8 MBL Ensemble Approach

To make more robust predictions with measures of uncertainty, we use an ensemble approach with MBL. We run 20 mbl models, with different modeling parameters, so each samples has a distribution of predictions. We can then calculate the median prediction, as well as upper and lower confidence bounds.

Model Iterations

Model runs vary on 3 variables…

  1. How similarity is determined between samples 5 options
  • euclid
  • cosine
  • cor
  • pc
  • pls
  1. Whether the similarity matrix is used as a predictor variable or not 2 options
  • predictors
  • none
  1. What modeling method is used for making local predictions 2 options
  • pls
  • wapls

5 x 2 x 2 = 20 model combinations

Table 8.1: Model Combinations for Ensemble Approach
Similarity_Metric Usage_Similarity_Matrix Local_Model
euclid none wapls1
cosine none wapls1
cor none wapls1
pc none wapls1
pls none wapls1
euclid predictors wapls1
cosine predictors wapls1
cor predictors wapls1
pc predictors wapls1
pls predictors wapls1
euclid none pls
cosine none pls
cor none pls
pc none pls
pls none pls
euclid predictors pls
cosine predictors pls
cor predictors pls
pc predictors pls
pls predictors pls

Getting started

The best way to get started using this code, is by downloading the Soil-Predictions-Ensemble-Example folder found here:
Soil-Predictions-Ensemble-Example Folder

This folder, along with all source code for this guide, can be found in the following Github Repository:
whrc/Soil-Predictions-MIR

File Walkthrough

setname_prep.R

Performs the calibration transfer on the spectra and saves as RData file in ‘spc’ folder Change the input csv file, the columns being selected as spectra (lines 11-12), and output name/location

setname_oc.R

Submit as a job through cloudops, creates all the mbl models with different parameter combinations, to output/oc folder Change input validation and calibration sets (line 32-38), property (oc) throughout the file, output location (line 107) and create output folder for soil property

setname-fratio.R

Calculates the fratio for all samples in the calibration and validation sets and outputs a list of outlier indices from the combined dataset.

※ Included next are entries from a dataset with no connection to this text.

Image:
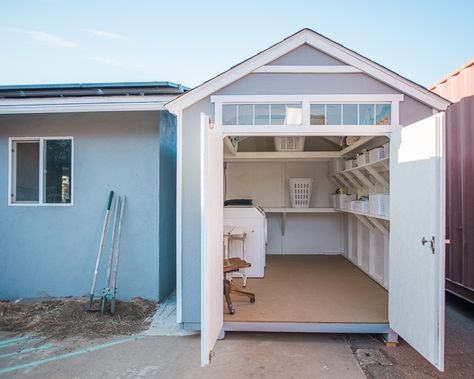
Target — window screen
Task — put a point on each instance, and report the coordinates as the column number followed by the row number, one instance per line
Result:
column 57, row 174
column 26, row 175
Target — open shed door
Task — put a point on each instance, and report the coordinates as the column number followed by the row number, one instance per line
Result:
column 212, row 214
column 416, row 289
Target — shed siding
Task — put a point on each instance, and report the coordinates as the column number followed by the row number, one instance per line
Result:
column 256, row 84
column 51, row 251
column 306, row 56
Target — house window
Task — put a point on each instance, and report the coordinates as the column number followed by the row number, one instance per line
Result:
column 350, row 114
column 262, row 114
column 41, row 171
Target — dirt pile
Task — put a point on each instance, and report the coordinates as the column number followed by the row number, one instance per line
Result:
column 62, row 318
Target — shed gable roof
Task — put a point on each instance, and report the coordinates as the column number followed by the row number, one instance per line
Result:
column 321, row 43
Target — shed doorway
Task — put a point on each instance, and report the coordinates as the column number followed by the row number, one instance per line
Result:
column 416, row 158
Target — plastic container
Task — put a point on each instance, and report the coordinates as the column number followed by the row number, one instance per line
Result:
column 386, row 150
column 300, row 192
column 360, row 206
column 376, row 154
column 289, row 143
column 379, row 204
column 342, row 200
column 350, row 163
column 336, row 165
column 363, row 158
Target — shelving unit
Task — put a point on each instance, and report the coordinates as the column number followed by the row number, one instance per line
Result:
column 284, row 211
column 367, row 176
column 299, row 210
column 370, row 215
column 265, row 156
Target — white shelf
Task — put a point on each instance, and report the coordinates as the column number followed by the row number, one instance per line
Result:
column 371, row 215
column 282, row 156
column 299, row 210
column 381, row 163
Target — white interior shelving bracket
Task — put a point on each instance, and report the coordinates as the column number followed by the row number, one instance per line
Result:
column 352, row 180
column 339, row 178
column 364, row 180
column 379, row 178
column 380, row 227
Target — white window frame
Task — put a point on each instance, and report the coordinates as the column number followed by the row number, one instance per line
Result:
column 11, row 161
column 306, row 100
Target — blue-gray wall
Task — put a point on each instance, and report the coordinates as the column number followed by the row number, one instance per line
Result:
column 51, row 251
column 167, row 220
column 411, row 110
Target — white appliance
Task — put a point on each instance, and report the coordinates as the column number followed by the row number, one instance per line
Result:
column 253, row 219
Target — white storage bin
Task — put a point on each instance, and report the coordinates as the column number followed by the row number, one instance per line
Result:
column 360, row 206
column 363, row 158
column 289, row 143
column 386, row 150
column 336, row 165
column 376, row 154
column 300, row 192
column 342, row 200
column 350, row 163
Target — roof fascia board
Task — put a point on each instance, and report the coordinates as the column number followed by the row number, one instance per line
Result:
column 318, row 42
column 83, row 104
column 375, row 70
column 236, row 73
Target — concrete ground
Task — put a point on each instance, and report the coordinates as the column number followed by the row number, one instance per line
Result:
column 253, row 355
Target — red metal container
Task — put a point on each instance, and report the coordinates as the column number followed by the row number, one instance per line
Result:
column 458, row 87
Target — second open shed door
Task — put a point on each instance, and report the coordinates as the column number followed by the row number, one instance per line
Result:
column 212, row 214
column 416, row 289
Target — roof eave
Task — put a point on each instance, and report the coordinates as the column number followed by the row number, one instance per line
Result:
column 310, row 37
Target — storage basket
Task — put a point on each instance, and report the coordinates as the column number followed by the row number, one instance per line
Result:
column 376, row 154
column 289, row 143
column 300, row 192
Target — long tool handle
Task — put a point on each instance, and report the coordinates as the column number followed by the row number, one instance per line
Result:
column 101, row 247
column 106, row 290
column 113, row 283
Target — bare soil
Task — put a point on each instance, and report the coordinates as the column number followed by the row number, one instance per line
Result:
column 68, row 317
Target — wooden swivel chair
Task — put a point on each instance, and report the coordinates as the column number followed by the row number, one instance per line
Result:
column 231, row 265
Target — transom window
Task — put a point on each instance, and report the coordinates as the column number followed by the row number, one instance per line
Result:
column 350, row 114
column 262, row 114
column 41, row 170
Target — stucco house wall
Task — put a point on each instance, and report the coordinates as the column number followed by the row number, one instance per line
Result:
column 51, row 250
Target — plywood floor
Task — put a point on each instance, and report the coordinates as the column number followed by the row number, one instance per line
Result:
column 311, row 288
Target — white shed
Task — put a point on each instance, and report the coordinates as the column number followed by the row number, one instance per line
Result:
column 337, row 265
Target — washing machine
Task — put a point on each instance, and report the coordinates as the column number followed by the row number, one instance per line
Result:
column 253, row 221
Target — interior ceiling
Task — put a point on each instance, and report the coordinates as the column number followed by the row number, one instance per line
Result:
column 312, row 143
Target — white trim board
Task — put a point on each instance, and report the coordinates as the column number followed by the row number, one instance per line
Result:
column 84, row 104
column 310, row 37
column 305, row 327
column 334, row 69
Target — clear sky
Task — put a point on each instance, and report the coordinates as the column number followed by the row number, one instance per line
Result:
column 188, row 42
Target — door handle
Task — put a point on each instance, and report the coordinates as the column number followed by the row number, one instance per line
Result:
column 424, row 241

Ex: calibration set indices are 1-15000, validation set indices are from 15001-15240 Change input calibration and validation spectra (5-6 and throughout), number of directories in line 8 as needed, output location- currently ‘fratio’ subfolder.

setname-extract.R

Creates comprehensive files containing all predictions for each mbl model by property. (ie. pred.oc.csv, pred.bd.csv) Creates a file containing the lower, mean and upper prediction estimates for each property across all models (all-predictions.csv)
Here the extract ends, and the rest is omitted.